Abstract
Background/Aim: The clinical benefit of conversion surgery (CS) after chemotherapy remains unclear for stage IV gastric cancer (GC) patients. This study aimed to investigate the prognostic factors used to determine whether CS is a promising therapeutic strategy. Patients and Methods: We retrospectively analyzed data from 156 patients diagnosed with unresectable stage IV GC who underwent chemotherapy as the initial treatment, including 40 patients who had R0 resection in CS. Results: The median survival time of the CS patients was significant longer than that of patients who underwent chemotherapy alone. A multivariate analysis identified only pN3 as an independent prognostic factor in CS patients. Among the differentiated tumor type patients, carbohydrate antigen 19-9 (CA19-9) levels were significantly higher in pN3 patients than in pN0-2 patients before chemotherapy. Among undifferentiated tumor type patients, pN3 patients had a significantly lower tumor size ratio (before chemotherapy/before surgery) than pN0-2 patients. Conclusion: Although it is clinically difficult to diagnose lymph node metastasis using preoperative examinations, CA19-9 levels and tumor size ratios may be preoperative indicators for predicting pN3, which is associated with a poor prognosis in CS.
Gastric cancer (GC) is the fourth most common malignancy worldwide and the most common in eastern Asia (1). Patient outcomes have improved since gastrectomy and D2 lymph node dissection became the standard procedure for GC worldwide. Although the recent development of systemic chemotherapy has considerably improved the prognosis of patients with unresectable GC, the median survival time (MST) of 6-14 months remains poor (2). The REGATTA trial – a randomized, controlled trial of reduction surgery plus chemotherapy versus chemotherapy alone for stage IV GC with a single noncurative factor – failed to show any survival benefit of reduction surgery (3).

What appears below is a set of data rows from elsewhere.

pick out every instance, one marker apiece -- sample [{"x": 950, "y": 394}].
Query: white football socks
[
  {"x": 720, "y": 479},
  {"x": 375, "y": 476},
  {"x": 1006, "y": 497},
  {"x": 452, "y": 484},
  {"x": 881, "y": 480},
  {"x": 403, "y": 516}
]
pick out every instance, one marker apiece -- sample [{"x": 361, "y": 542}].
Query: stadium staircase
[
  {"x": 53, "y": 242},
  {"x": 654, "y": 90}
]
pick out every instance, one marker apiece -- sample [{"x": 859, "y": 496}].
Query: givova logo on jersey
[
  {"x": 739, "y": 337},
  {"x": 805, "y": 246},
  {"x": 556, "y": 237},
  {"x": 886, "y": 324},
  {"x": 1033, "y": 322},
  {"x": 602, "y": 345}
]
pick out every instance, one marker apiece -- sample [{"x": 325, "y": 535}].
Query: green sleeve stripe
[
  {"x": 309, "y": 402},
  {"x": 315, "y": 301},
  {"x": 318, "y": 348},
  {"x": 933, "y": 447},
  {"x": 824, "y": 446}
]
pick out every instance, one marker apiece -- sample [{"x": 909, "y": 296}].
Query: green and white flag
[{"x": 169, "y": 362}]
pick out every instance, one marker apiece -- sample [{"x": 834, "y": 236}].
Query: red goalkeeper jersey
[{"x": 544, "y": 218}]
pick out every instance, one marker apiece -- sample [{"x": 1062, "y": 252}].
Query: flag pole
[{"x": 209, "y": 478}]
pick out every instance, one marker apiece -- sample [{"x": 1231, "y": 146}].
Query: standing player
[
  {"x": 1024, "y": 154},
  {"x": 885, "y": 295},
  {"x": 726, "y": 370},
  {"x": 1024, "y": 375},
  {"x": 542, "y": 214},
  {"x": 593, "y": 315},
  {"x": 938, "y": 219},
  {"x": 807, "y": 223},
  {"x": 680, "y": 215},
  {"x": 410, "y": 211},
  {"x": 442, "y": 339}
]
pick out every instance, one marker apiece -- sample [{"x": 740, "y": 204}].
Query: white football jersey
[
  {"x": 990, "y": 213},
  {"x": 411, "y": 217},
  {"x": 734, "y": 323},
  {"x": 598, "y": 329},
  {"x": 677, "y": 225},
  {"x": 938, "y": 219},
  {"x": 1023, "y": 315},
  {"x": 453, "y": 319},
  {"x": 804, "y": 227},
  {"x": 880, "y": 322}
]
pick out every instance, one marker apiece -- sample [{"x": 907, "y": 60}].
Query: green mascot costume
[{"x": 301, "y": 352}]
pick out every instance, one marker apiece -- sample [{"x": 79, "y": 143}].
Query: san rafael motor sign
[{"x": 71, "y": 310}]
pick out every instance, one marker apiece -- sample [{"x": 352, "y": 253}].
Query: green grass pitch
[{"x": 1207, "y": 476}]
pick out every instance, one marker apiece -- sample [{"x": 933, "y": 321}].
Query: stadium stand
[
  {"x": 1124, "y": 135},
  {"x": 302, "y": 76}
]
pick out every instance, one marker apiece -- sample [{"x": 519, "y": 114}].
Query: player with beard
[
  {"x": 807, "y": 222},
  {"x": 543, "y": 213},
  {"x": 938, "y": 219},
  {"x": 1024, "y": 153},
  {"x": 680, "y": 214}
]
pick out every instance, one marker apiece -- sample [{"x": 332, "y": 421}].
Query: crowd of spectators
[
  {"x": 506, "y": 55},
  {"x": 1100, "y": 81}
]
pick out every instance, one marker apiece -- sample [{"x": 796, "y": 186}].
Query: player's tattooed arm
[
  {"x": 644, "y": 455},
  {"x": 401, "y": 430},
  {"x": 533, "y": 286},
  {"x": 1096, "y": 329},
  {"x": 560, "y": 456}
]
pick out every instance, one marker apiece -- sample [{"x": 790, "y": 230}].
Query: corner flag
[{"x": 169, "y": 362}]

Recently, several studies have reported that surgery combined with perioperative chemotherapy may increase the odds of survival in cases with advanced GC (4-8). Several investigators have reported clinical utility of conversion surgery (CS) after chemotherapy among patients with colorectal, pancreatic, esophageal, and gastric cancers (9-12). CS is another treatment strategy for patients who initially respond to chemotherapy; it aims to achieve R0 resection after chemotherapy for tumors that were either initially unresectable or marginally resectable for technical or oncological reasons (13, 14). However, because stage IV GC patients have different metastasis patterns and heterogeneous backgrounds, it is difficult to predict whether CS will be successful before starting chemotherapy. Although CS could potentially improve clinical prognoses among patients with initially unresectable GC, it is unclear which indicators are important for successful and curative CS. It still remains controversial who should be recommended for CS and when CS should be performed.

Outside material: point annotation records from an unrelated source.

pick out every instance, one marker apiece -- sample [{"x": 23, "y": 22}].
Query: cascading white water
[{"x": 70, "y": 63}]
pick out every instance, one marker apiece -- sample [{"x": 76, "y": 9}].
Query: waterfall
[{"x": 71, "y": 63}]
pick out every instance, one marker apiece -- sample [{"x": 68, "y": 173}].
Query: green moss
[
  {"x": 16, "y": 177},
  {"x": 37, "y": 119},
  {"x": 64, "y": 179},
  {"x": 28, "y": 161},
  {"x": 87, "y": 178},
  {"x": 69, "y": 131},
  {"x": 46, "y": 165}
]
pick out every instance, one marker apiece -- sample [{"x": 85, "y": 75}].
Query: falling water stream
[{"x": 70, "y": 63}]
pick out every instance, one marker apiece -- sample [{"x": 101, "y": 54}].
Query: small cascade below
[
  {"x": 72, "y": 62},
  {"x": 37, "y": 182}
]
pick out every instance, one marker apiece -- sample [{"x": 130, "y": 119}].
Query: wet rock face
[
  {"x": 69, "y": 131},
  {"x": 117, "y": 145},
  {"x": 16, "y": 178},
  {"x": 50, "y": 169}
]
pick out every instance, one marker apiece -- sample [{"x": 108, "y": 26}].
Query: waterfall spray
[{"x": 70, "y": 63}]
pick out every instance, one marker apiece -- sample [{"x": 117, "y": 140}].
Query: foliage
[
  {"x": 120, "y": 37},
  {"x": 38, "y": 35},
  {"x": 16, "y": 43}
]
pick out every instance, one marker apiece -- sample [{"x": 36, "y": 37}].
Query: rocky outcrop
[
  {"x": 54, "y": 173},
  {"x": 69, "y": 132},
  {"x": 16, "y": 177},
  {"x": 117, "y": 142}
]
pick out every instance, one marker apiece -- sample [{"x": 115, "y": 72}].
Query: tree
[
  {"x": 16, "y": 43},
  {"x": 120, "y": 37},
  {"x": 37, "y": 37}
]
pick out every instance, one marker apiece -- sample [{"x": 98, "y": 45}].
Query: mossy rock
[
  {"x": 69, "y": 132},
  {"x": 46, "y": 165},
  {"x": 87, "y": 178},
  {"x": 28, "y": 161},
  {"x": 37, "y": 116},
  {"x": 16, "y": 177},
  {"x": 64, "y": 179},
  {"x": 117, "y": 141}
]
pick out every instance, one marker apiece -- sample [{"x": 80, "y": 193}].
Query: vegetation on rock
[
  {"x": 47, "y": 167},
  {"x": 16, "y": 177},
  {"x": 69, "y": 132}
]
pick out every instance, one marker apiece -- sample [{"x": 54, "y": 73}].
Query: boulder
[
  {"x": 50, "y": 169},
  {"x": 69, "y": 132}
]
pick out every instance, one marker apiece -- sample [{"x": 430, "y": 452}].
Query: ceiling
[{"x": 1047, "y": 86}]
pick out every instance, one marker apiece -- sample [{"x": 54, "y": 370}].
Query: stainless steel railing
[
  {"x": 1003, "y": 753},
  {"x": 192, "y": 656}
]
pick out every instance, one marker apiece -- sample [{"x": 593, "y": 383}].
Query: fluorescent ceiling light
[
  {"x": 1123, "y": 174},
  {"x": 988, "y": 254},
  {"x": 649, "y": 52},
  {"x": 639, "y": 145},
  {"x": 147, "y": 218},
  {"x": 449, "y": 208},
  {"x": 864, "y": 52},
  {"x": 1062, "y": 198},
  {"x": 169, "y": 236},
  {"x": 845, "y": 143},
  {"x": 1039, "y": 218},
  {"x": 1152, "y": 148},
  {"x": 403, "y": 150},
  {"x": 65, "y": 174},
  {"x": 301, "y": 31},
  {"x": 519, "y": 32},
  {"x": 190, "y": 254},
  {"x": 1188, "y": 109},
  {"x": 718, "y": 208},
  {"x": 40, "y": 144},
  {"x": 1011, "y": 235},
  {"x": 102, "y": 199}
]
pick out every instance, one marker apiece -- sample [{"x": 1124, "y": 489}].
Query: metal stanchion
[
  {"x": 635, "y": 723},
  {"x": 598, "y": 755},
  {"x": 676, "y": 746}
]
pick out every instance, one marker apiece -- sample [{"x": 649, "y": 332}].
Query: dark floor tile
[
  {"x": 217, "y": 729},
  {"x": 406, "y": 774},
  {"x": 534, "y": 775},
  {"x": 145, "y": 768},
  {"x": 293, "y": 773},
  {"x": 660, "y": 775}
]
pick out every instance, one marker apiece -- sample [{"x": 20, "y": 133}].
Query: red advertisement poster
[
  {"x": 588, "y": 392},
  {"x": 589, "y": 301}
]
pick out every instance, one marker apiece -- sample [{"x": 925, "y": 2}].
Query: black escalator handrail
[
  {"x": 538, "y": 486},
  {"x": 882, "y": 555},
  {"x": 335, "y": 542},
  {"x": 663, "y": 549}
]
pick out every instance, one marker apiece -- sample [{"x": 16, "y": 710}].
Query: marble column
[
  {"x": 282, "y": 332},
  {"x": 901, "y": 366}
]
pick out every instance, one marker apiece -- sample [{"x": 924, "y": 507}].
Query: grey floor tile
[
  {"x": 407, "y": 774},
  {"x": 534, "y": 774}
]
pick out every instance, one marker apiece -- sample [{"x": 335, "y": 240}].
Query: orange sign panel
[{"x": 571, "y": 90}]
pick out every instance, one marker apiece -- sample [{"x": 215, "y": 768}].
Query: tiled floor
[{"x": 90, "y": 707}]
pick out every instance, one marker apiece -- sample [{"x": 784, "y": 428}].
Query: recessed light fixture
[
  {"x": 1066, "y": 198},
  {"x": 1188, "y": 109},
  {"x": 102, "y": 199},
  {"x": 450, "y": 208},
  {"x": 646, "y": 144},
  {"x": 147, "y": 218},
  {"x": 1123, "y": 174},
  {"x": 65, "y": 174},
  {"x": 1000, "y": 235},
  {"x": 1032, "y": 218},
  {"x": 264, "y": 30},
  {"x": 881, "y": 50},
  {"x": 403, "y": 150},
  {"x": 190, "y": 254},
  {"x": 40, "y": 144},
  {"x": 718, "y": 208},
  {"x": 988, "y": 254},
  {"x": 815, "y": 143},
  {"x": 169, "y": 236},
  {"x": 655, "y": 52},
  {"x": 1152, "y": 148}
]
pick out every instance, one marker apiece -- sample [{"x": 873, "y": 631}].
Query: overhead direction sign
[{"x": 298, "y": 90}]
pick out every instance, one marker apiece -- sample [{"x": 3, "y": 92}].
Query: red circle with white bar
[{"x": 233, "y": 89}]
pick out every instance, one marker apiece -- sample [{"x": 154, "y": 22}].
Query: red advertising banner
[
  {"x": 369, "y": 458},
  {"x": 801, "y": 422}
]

The present retrospective study was conducted to evaluate the clinicopathological characteristics of unresectable stage IV GC patients and examine which predictive factors provide a survival benefit following CS.
Patients and Methods
Patients and staging. We retrospectively collected the data of 156 patients who were diagnosed with unresectable stage IV GC and underwent chemotherapy as the initial treatment between January 2010 and March 2020 in the Department of Digestive Surgery, Kagoshima University.

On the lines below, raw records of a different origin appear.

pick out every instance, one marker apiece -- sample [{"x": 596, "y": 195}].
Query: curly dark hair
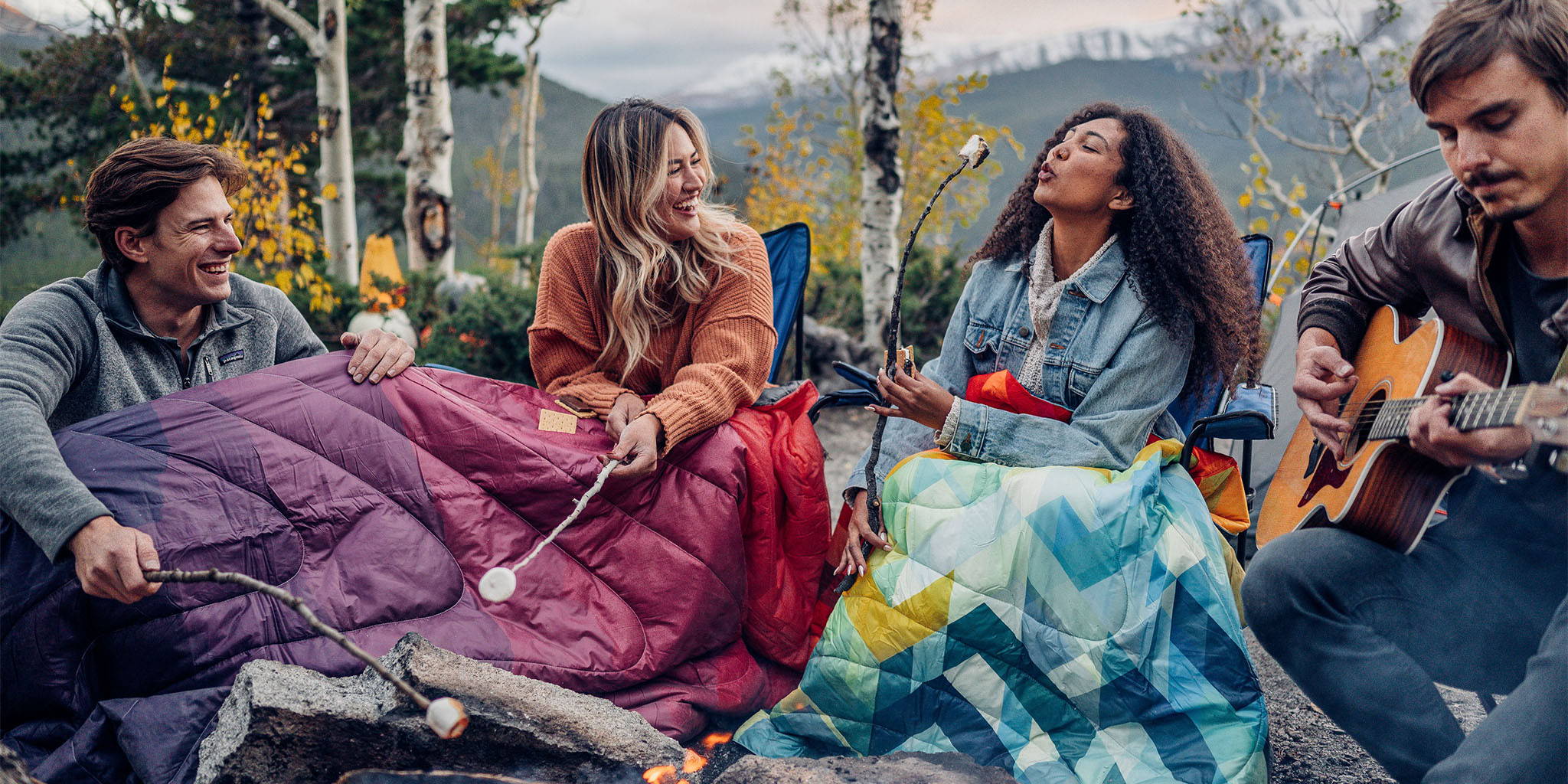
[{"x": 1180, "y": 242}]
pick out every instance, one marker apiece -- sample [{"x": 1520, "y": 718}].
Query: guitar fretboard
[{"x": 1390, "y": 419}]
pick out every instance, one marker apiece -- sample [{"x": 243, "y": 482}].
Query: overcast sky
[{"x": 612, "y": 49}]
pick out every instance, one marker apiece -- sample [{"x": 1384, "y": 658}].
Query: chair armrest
[{"x": 841, "y": 399}]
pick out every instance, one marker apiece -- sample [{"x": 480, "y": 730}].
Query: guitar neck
[{"x": 1498, "y": 408}]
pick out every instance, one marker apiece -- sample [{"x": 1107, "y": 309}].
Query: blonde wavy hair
[{"x": 648, "y": 279}]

Before starting chemotherapy, all patients underwent a blood test, esophagogastroduodenoscopy, fluoroscopy, and computed tomography (CT). After excluding patients who underwent R1 and R2 resection and had incomplete data, 40 patients who had undergone CS were enrolled in the study. Table I summarizes the clinicopathological features of the patients included in analyses. Patients were grouped and staged based on the tumor-node-metastasis classification of gastric carcinoma established by the American Joint Committee on Cancer (15).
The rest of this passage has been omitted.